The big test: hyper hatches
How did we arrive in a world where two family hatchbacks offer 800bhp and cost a combined £120,000? Let’s go soul-searching, in Wales
WORDS OLLIE KEW
PHOTOGRAPHY JONNY FLEETWOOD
MERCEDES-AMG A45S
£57,195/£59,145 as tested
AUDI RS3 SPORTBACK
£50,900/£60,460 as tested
There’s an oft-memed line from Jurassic Park where one of the main characters unlikely to get eaten admonishes one of the dino-nerds with the zinger: “Your scientists were so preoccupied with whether or not they could, they didn’t stop to think if they should.”

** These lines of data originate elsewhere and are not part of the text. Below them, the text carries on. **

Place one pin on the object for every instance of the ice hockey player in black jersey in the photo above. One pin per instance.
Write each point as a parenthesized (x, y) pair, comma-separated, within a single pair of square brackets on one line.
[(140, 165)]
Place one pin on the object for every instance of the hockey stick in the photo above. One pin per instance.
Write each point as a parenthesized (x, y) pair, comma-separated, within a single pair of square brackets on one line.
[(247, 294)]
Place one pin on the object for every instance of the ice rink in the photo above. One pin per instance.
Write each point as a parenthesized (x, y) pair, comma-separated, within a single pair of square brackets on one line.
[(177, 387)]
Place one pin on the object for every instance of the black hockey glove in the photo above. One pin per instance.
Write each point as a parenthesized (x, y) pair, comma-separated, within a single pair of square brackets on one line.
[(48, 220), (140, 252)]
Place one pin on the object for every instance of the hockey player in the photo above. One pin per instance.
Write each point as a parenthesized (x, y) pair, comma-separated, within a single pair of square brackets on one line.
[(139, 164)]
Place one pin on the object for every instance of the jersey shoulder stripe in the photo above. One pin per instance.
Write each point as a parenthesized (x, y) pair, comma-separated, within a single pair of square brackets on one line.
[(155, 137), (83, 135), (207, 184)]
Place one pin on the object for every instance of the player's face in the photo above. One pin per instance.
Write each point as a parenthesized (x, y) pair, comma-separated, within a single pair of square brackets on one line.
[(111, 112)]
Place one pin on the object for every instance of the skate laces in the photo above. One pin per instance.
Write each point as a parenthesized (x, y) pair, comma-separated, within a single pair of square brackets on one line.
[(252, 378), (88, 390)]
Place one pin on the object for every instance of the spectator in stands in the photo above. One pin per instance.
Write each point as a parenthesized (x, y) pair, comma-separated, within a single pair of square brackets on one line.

In a world going electric, 25mpg hyper hatches are dinosaurs. Did Audi and AMG get a bit carried away? Lose their minds? Yes. Is that necessarily bad? Let’s find out.

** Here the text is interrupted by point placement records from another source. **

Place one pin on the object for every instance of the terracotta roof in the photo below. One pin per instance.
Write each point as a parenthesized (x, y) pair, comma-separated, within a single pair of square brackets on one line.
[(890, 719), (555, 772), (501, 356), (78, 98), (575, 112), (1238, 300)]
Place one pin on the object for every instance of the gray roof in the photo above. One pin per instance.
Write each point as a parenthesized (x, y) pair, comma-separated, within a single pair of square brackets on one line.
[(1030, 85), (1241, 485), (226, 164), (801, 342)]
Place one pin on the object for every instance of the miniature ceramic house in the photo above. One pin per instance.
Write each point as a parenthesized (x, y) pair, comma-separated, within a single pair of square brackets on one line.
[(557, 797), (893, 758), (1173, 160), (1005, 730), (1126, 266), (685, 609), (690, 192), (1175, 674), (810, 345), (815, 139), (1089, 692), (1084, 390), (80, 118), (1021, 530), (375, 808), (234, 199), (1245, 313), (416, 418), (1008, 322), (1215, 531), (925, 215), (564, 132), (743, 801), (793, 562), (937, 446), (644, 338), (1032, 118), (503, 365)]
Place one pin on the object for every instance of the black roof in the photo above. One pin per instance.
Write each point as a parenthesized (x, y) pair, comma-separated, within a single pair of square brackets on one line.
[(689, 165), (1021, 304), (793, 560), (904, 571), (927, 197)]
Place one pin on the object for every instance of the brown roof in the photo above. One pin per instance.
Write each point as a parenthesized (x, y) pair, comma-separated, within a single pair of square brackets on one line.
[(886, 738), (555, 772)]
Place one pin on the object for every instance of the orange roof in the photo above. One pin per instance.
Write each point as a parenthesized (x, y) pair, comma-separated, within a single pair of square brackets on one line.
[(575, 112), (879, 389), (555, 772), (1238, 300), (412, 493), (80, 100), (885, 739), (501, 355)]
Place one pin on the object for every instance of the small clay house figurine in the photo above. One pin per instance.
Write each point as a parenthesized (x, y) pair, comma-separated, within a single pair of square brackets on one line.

The Audi RS3 has had this much wallop for a while. The last version packed 400 metric horsepower (394bhp), and while Audi has managed to keep the headline act 2.5-litre straight-five engine for one last dance, officially it’s no more powerful than the previous car.
Torque has been tickled up 20lb ft to 369lb ft, but so far as the numbers war goes, Audi has decided either that 400 is quite enough. Or perhaps 400 is the most it can get away with without faceplanting CO 2 emission red tape.
But thanks to the lunacy of AMG, welcome to a £120,000, 800bhp hot hatch twin test. It’s a sign of the current times – the last days of anything-goes internal combustion – that the latest VW Golf R or even a Porsche 911 Carrera aren’t powerful enough to be in this test.